Die Mutmach-Redaktion lädt die Rubikon-Leser zum kollektiven Schreiben ein. Teil 26.

Briefe aus dem Gefängnis

1. Mai 2020

Schräg gegenüber joggt eine Frau im Kreis auf der Dachterrasse ihres Gebäudes, während ich in meiner zeitlosen Isolation im Sessel sitze und aus dem Fenster schaue. Seit fast zwei Monaten — sieben Wochen, 49 Tagen — sitze ich alleine in meiner Wohnung.

Ich kann es beinahe selbst nicht glauben, dass ich seit März, als es noch frischer war und ich noch einen Wintermantel trug, nicht mehr wirklich draußen war. Es ist Mai! Den ganzen Frühling verbringen die Menschen hier in der Wohnung. Kinder durften gar nicht aus dem Haus, nicht einmal zum Einkaufen! Erst seit dieser Woche — nach sechs Wochen! — dürfen sie eine Stunde am Tag an die frische Luft.

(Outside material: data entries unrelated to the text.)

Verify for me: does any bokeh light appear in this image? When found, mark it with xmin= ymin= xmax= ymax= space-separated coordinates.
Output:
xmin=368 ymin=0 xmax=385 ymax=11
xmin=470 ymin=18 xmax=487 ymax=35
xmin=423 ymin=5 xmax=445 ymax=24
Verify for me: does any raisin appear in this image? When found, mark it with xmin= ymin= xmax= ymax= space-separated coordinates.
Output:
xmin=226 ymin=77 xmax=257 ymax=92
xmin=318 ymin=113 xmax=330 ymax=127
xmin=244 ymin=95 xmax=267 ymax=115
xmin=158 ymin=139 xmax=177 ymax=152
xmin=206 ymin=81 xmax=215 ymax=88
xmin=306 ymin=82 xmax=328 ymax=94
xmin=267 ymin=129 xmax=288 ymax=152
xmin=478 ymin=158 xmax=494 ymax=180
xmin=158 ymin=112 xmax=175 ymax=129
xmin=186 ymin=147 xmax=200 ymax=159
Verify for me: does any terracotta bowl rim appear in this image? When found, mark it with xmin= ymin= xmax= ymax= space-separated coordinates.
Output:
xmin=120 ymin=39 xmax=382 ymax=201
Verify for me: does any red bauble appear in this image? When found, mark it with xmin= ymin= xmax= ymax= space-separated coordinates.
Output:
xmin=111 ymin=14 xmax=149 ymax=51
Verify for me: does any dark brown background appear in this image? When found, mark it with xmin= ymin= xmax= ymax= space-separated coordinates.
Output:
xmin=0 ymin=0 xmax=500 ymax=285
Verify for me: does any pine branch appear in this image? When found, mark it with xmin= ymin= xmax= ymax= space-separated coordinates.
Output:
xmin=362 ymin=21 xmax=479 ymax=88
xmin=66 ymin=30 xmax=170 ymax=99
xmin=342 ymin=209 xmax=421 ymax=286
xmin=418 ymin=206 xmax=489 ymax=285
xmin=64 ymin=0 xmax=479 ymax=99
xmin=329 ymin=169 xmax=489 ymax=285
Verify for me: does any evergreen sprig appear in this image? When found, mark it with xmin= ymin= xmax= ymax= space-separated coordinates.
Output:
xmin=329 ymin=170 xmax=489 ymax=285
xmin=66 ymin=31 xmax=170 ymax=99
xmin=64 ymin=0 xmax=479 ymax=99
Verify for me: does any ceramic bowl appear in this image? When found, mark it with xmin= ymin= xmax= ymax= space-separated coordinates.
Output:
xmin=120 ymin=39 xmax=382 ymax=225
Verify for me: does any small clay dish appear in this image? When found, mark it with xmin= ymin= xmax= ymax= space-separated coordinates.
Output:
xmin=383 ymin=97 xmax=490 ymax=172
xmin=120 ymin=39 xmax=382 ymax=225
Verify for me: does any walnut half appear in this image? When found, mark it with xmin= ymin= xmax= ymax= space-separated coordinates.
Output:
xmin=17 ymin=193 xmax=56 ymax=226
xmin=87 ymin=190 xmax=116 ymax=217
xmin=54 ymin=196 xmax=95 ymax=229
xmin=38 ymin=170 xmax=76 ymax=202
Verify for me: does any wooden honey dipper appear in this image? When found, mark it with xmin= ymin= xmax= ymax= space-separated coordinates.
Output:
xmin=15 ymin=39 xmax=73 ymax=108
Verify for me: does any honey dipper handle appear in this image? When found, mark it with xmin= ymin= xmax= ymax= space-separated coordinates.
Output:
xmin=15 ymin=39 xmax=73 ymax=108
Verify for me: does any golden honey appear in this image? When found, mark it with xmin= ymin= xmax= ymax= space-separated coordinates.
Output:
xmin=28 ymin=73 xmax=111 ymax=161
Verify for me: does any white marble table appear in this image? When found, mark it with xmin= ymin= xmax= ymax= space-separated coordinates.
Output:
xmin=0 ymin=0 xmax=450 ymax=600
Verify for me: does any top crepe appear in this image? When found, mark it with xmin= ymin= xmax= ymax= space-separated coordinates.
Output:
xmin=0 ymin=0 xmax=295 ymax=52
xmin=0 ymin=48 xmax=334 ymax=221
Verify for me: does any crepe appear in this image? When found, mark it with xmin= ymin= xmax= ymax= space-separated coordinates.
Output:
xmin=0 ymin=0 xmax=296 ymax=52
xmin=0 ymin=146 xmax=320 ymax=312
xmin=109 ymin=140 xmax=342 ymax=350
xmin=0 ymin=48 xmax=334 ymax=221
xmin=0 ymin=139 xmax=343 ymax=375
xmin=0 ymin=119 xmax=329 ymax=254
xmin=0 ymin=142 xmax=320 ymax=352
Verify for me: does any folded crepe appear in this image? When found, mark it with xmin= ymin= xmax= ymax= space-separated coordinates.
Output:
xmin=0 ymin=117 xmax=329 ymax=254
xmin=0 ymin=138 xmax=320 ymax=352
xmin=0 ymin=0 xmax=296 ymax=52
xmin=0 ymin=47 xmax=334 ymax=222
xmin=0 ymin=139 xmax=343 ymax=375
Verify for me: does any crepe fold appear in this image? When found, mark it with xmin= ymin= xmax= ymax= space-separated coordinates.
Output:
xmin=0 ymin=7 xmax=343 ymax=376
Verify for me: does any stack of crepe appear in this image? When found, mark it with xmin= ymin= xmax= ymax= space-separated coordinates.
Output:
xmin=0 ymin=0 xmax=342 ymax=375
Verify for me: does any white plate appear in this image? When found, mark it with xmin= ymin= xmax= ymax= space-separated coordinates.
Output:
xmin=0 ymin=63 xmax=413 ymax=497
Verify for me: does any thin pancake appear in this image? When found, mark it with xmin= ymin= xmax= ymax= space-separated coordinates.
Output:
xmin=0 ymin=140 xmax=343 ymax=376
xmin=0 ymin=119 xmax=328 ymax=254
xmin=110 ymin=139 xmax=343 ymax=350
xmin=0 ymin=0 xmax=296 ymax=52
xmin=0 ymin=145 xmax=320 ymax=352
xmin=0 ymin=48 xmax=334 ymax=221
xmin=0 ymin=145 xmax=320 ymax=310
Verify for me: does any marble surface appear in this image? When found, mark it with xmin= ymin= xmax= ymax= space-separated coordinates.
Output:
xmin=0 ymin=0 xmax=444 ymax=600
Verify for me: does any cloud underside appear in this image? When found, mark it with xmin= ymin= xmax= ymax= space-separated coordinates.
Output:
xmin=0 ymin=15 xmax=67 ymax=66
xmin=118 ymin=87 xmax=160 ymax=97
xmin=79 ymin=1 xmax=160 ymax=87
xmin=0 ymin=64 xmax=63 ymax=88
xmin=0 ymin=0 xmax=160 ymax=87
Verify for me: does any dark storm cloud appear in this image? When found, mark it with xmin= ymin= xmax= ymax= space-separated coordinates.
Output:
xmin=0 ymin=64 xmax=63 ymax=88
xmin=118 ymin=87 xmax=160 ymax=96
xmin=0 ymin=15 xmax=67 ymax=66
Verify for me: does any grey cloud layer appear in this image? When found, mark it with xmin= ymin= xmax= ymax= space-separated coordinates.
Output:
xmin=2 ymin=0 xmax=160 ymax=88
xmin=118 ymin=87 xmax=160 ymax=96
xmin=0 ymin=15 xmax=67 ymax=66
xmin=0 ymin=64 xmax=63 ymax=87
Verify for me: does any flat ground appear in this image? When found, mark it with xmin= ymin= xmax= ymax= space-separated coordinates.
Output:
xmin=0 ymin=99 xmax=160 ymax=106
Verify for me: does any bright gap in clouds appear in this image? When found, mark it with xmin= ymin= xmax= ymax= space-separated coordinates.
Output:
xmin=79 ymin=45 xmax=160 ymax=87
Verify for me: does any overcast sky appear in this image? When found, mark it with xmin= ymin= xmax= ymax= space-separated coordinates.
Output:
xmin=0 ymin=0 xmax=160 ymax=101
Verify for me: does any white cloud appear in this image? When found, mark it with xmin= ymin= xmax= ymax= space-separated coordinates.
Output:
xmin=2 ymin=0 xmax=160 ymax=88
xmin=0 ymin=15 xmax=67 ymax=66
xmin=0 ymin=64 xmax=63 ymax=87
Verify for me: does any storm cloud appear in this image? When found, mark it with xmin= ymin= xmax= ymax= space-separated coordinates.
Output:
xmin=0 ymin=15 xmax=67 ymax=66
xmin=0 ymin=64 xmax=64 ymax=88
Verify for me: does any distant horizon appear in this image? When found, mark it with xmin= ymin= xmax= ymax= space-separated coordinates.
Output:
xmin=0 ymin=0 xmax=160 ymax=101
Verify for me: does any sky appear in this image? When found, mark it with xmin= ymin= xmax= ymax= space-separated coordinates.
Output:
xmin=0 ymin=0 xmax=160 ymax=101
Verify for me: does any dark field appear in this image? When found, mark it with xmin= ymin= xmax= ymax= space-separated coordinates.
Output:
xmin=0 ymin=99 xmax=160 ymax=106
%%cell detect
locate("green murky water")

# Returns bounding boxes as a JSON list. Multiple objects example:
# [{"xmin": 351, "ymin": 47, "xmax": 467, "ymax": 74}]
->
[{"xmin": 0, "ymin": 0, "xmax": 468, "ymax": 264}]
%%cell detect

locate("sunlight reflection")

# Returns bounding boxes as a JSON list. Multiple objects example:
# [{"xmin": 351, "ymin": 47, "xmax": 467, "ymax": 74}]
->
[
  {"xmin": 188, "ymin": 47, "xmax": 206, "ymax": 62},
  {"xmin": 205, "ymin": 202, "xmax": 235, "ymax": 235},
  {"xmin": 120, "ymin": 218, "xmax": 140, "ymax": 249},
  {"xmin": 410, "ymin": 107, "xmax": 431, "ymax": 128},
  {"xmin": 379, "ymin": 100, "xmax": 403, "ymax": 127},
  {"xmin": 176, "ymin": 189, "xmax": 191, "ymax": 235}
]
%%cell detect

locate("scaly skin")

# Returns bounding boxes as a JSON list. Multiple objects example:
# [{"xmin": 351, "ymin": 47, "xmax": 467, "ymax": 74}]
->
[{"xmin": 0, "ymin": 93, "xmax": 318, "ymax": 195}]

Ein oder zweimal pro Woche gehe ich die hundert Meter bis zum Supermarkt und drehe heimlich eine kleine Runde durchs Viertel. Einmal pro Woche fahre ich zu meiner Therapeutin die acht Kilometer nach Palma — erst mit dem Bus, die letzten zwei Male mit dem Fahrrad am Meer entlang. Genießen kann ich diese Fahrt nicht, da ich unterschwellig immer Angst vor einer Polizeikontrolle habe.

Doch wovor fürchte ich mich eigentlich? Vor einer Geldstrafe oder Gefängnis? Wohl kaum. Ich gehe davon aus, dass ich einfach nur nach Haus geschickt würde. Wovor habe ich dann Angst? Vor genau diesem Gefühl? Dass ein wildfremder Mensch mich nach Hause schicken darf, als wäre ich ein ungezogenes Kind, das in sein Zimmer gehen soll?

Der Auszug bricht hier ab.